Children were flocking to the movies to see the cartoons that preceded the movie. An entrepreneur named Harry Woodin of the Fox Dome Theater had a brilliant idea. He suggested to Disney that they launch a fraternity for children which would focus on the latest Disney cartoon. Walt’s brother, Roy, worked with Woodin to develop the club with Mickey Mouse as its central character. Walt was delighted that these clubs could teach children about values he thought were important: honesty, integrity, compassion and patriotism. He insisted that these clubs be made available to all children regardless of race, creed or sex. Club membership was open for children in grades one through seven; children had to be enrolled in a school. They needed to maintain high grades and moral values.
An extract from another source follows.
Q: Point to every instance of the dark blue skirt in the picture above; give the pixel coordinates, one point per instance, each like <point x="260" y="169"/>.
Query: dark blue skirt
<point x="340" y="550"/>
All members were eligible for election to officer positions. The first club opened in September, 1929, and by 1933, three million children were enrolled. The Saturday meeting with entertainment, contests, and child centered activities helped lift the spirits of children and parents during the Depression when there was so little to be hopeful about.

Mickey Mouse became a role model to children and adults. Merchandise and advertising sprung up everywhere. Mickey Mouse and his character friends became associated with every major holiday and event like the Macy’s Thanksgiving Day Parade. Mickey became a part of weddings and family vacations. The California Pacific Exposition and the New York World’s Fair featured the cartoon character. Mickey became a symbol of all that is good versus all that is evil in society. By the time World War II came around, the original Mickey Mouse Club members would find his name and image a significant inspiration in war operations.

This book contains pictures of priceless Disney mementos. There are movie posters, flyers, pictures of historical events, touching photos of Disney and his family, as well as Disney merchandise and the adorable children who enjoyed it. Personally, I wish the author would have continued the saga into the later stages in the fifties and beyond with the advent of television and the development of Disneyland. Perhaps too much time was spent on the early years. Unless, of course, the author plans to write another book finishing the story to the end of Disney’s life. If you are in the mood for some nostalgia and an uplifting read, this book is recommended for ages eight through eighty.